After reading this chapter, you will be able to:
Do you need directions to a friend’s new apartment? Want to find that website your adviser recommended? Thinking about upgrading your cell phone? Looking to rent your textbooks for next semester? Resolving a bet on who put up the winning goal in the 2008 NCAA championship? No matter the domain, our instinct is to Google the information we need.
Choosing to use Google before all other research tools may seem like a no-brainer. After all, Google gives us what we want, and it is so fast and easy! We might not know how or why, but Google always seems to give us the results that we like. And Google is not shy about telling us how great it is. At the top of each search engine results page (SERP) a software program declares that “About X results” were retrieved in “0.XX seconds.” This humble-brag seems unnecessary when all we really want is for the answer to our query to appear on the first page. In fact, we really want it to be on the first screen so we don’t have to scroll down, or maybe even as the top result. Fortunately, so often, Google delivers just that.
You are not alone if your preferred search engine is Google. Most internet users rely on Google. During 2017, approximately 75 percent of desktop computer users and approximately 93 percent of mobile device users searched the web using Google over all other internet search engines such as Baidu, Bing, or Yahoo!, according to NetMarketShare, a leading company that analyzes web traffic and web technology.
Using Google without questioning how it works makes sense to most of its users. Media scholars Ken Hillis, Michael Petit, and Kylie Jarrett, in their book, “Google and the Culture of Search,” state it succinctly: “Today Google feels like a good deal to most of its users. It is free, easy to use, and doesn’t require a searcher to reveal his or her ignorance about a subject in front of another human being such as a librarian.”
Given how much we rely on Google for our information needs, it’s helpful to consider just how Google does what it does, and whether we should be more critical when scanning through our Google results. In this chapter, therefore, we consider several questions about Google. Thinking about information systems, that is, about who and what — Google, libraries, librarians, and information and computer scientists — organizes information and how and why they do it, can help us become more conscious and critical consumers of information.
Does Google Have It All?
To understand how Google achieves its fast results, and to judge whether it is actually saving us time, it is helpful to consider how, and how much content, is included in Google’s database of information. There is a myth that everything is on the internet, and that all we have to do to access it is to Google it. Despite Google’s mission to “Organize the world’s information and make it universally accessible and useful,” not all the world’s information is included in Google’s database. If you want to be an expert at finding relevant information, you will have to think beyond this myth.
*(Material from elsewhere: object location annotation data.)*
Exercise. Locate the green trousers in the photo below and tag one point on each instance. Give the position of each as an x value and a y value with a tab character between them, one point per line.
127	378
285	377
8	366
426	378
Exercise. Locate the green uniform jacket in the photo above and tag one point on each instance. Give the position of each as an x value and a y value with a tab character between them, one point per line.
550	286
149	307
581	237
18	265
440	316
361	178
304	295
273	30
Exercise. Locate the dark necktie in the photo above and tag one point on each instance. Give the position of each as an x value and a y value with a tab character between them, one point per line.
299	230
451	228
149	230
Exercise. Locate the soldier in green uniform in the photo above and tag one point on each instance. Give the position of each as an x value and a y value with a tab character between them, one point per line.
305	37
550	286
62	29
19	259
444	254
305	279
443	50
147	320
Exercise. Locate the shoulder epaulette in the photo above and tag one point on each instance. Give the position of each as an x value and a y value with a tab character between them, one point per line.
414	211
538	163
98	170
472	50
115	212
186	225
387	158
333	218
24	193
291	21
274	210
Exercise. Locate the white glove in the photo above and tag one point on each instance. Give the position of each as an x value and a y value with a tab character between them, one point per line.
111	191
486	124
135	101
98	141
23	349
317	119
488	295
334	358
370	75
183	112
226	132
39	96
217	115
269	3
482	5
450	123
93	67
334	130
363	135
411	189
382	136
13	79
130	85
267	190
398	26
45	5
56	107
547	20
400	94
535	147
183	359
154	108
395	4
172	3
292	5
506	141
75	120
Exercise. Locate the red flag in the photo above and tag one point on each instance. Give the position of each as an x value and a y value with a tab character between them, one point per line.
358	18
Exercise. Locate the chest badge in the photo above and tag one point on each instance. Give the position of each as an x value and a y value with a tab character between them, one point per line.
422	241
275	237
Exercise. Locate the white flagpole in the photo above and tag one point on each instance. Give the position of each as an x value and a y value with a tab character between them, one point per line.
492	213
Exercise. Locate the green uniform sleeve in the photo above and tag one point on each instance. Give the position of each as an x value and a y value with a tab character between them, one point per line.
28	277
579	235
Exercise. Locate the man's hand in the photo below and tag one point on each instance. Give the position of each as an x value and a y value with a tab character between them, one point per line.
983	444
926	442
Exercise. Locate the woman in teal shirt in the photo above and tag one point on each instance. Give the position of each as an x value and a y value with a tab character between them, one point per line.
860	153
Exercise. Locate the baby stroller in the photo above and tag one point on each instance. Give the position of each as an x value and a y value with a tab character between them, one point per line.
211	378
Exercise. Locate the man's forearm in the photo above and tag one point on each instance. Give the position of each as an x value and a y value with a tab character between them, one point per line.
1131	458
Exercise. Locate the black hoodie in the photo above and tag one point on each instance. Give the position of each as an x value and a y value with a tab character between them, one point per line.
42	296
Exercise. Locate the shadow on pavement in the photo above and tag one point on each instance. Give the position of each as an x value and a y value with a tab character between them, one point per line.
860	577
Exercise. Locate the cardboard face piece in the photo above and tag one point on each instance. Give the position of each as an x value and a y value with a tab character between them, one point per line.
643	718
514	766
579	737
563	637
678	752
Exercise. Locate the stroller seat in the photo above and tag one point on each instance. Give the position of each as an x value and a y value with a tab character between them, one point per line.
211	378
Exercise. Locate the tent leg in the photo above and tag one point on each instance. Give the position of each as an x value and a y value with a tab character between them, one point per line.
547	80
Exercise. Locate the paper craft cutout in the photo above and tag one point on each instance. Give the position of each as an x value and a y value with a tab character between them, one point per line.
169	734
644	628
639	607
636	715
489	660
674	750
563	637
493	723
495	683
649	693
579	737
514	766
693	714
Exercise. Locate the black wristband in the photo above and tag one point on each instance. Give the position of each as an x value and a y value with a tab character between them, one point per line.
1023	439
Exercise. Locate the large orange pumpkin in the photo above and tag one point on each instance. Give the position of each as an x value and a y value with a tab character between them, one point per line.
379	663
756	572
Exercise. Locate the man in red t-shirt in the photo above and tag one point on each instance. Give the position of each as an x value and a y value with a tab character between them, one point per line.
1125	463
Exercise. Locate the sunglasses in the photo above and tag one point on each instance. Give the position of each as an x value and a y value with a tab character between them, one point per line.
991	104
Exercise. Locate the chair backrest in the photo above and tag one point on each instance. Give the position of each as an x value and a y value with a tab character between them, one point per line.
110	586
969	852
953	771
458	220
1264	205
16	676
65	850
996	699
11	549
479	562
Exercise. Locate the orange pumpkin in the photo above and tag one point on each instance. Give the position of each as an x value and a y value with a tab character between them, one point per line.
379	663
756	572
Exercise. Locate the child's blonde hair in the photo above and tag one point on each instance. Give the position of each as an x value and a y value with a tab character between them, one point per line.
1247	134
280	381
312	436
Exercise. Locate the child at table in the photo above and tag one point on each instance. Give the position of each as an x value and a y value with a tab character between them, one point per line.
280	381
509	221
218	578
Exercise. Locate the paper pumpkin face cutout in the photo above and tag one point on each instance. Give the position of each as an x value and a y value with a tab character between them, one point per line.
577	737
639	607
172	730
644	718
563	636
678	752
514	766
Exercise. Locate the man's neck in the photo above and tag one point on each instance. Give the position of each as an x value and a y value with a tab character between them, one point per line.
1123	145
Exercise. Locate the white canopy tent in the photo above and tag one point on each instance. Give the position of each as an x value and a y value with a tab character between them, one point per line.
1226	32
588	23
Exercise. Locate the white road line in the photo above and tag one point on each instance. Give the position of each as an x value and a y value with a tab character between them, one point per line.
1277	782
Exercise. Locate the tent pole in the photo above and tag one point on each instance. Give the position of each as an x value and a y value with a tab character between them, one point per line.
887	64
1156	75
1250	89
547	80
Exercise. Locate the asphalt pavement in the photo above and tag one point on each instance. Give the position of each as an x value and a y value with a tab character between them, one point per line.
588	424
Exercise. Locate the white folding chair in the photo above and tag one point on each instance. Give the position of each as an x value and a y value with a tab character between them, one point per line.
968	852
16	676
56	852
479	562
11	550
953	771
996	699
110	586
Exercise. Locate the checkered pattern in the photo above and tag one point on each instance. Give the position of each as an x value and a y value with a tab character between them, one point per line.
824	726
How does stuff get on the internet?
First off, not all of the world’s information is on the internet. For information to be included in the internet, it has to be in electronic format and stored within one of the many connected, networked computer systems. But the content indexed by Google is only a small fraction of the internet. Unless the information is open to search engine crawlers, Google’s algorithms will not be able to retrieve it. Google results only provide access to approximately “0.03 percent of the information that exists online (one in 3,000 pages),” according to a 2015 Popular Science article.
You can watch the following Google video to learn more about crawlers, or spiders.
As the video and other content explain, Google and other search engines use programs generically referred to as crawlers or spiders, which are algorithms that follow links on webpages to discover, scan, index, and sort webpages. But because the spiders’ crawling and copying can only include what is made openly available, Google’s index includes just a portion of the web.
Google not only scans, indexes, and sorts every word on a web page, but it also does this for every metadata field. Metadata means “data about data” that accompanies internet content. It can be created automatically or manually.
You probably are familiar with basic metadata fields such as title, author, creation date, and subjects, that are created for articles and books to enable fast search retrieval. Similarly, when you take a picture on your phone, the date the picture was taken is automatically assigned as the image’s metadata. If enabled, other data such as location and address book contacts also may be saved in the metadata. Users can manually add to the metadata by, for example, identifying everyone in the image or adding information about the event at which the photo was taken. Google indexes all the metadata associated with an image or a document, which help its algorithms to quickly match the words and phrases when searched.
Once spiders index information, many factors contribute to how Google quickly recalls and ranks results with precision. In its results ranking, Google favors websites that display quickly, over content that loads slowly. Google doesn’t have time to wait for pages to load because Google wants users to think its search is lightning quick.
What can’t I find?
Not all web content is created equally. Some content on the internet is intentionally hidden, while other content is fraught with errors that cause web crawlers and spiders to not discover and index it. This portion of the web is referred to as the deep web. If it includes illegal activity, the content is considered to be part of the dark web.
There are many techniques that webmasters use to prevent Google and other search engines from scanning and indexing their materials, according to Google. These blocking options include not publishing their URLs, embedding instructions in websites’ html code for accessing the websites or other content, and storing proprietary content in password-protected directories.
Proprietary information not indexed in Google may actually be the stuff that you need now, but it is stashed behind paywalls. This includes information like scholarly journal articles and other primary sources. Google discriminates against some content, and in favor of other content, and maintains guides and tools that favor some websites in search results ranking. This means that the stuff you really need as a student or professional may not even show up in your search results.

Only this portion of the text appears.